The query string looks good and it should work without modifications of hl.fl. These are just candidates and there's some code to pick the right one for the search result.
Earlier versions of that code contained an error and your issue sounds exactly like the one I described at https://drupal.org/node/1946132

Which version of the apachesolr module are you running?

My patch from
https://drupal.org/comment/7505331#comment-7505331
to avoid these duplicates has been accepted and was released with Apache Solr integration 7.x-1.3

Daemon_Byte’s picture

FileSize
108.19 KB

Sorry for the delay but I am not able to access the site from outside the building. I'm using 1.6.

mkalkbrenner’s picture

OK, it seems like there is some debugging required. Can you post some var_dump() output?
Have a look at function apachesolr_search_preprocess_apachesolr_search_snippets().
I'm interested in the values of $vars['snippets'] and $vars['flattened_snippets'] at the end of that function.

Daemon_Byte’s picture

FileSize
37.22 KB

vdump1 has a dpm from the bottom of that function.

mkalkbrenner’s picture

The problem seems to be the "." at the beginning of i18n_content_nb. Therefor the strings are not identical and both search result snippets remain.
It seems that you've installed the devel module. Please open the devel tab of that node and post the output of the "Apache Solr" tab. I'm interested in the values of 18n_content_nb and content.

Daemon_Byte’s picture

FileSize
59.64 KB

had to remove emails and company names but here it is. They don't seem to have a dot at that point.

Daemon_Byte’s picture

Fakta: Studieresepsjonen I studieresepsjonen i 3. etasje, som er åpen fra 10:00-14:00, kan du få svar på spørsmål i forhold til studiet du tar eller videre studier. Studieresepsjonen har ansvar for registrering, eksamensoppmelding og gir ut eksamensutskrift. Telefon: E: Studieveileder for de teologiske studieprogrammene er . Dersom du vil komme i kontakt med ham, kan du enten sende en e-post til adressen under, eller møte i studieresesepsjonen i 3. etasje for å avtale et tidspunkt for å treffe ham. har kontor i administrasjonsavdelingen i 3. etasje. Velkommen til en prat om studier i teologi! Avdeling for teologi

Fakta: Studieresepsjonen I studieresepsjonen i 3. etasje, som er åpen fra 10:00-14:00, kan du få svar på spørsmål i forhold til studiet du tar eller videre studier. Studieresepsjonen har ansvar for registrering, eksamensoppmelding og gir ut eksamensutskrift. Telefon: E: Studieveileder for de teologiske studieprogrammene er . Dersom du vil komme i kontakt med ham, kan du enten sende en e-post til adressen under, eller møte i studieresesepsjonen i 3. etasje for å avtale et tidspunkt for å treffe ham. Erlend har kontor i administrasjonsavdelingen i 3. etasje. Velkommen til en prat om studier i teologi! Avdeling for teologi

mkalkbrenner’s picture

Assigned: Unassigned » mkalkbrenner
Category: Support request » Bug report
Status: Active » Needs review
FileSize
1.24 KB

I don't know exactly what's going on in your setup and it's difficult to do some more debugging this way.
Nevertheless I think that we should not rely on the de-duplication of apachesolr_search.module anymore which is designed for identical strings in fields like content and teaser which are of the same language.

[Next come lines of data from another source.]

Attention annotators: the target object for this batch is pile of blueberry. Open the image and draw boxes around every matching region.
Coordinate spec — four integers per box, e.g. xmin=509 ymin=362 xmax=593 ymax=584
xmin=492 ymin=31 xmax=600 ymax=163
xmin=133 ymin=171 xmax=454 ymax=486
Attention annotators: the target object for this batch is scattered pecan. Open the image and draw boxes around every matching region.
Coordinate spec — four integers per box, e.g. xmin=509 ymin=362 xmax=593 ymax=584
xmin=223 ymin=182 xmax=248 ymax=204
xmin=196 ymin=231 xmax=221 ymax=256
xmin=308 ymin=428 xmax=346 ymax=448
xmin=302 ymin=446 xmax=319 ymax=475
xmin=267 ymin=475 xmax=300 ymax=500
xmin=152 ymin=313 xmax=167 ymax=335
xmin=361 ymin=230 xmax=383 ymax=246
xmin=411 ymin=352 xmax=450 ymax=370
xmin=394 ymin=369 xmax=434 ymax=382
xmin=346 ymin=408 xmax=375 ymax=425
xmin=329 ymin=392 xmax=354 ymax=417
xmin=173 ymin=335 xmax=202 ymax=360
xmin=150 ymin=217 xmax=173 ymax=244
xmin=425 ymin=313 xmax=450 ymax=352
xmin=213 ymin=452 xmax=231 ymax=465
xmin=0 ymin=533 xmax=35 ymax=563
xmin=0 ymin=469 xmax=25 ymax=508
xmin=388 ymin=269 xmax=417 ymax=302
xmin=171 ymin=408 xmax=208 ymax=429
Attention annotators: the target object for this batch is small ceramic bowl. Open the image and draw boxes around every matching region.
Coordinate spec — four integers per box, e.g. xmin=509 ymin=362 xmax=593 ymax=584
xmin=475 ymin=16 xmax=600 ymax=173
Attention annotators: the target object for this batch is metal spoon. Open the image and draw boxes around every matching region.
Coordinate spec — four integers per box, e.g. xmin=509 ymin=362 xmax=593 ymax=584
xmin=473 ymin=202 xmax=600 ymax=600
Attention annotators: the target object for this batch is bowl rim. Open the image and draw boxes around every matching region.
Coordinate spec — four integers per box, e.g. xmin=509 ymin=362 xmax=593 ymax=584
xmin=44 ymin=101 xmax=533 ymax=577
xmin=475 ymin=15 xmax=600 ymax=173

I attached a patch that replaces the highlighting by language specific highlighting only. In case of CLIR we still have an issue, but this should have been the case in the previous version as well.

Can you test the patch?

Daemon_Byte’s picture

The patch seemed to fix the issue and didn't cause any bugs that I saw

mkalkbrenner’s picture

Title: duplicate snippets » avoid duplicate snippets in search result
Status: Needs review » Fixed

committed to git

Status: Fixed » Closed (fixed)

Automatically closed - issue fixed for 2 weeks with no activity.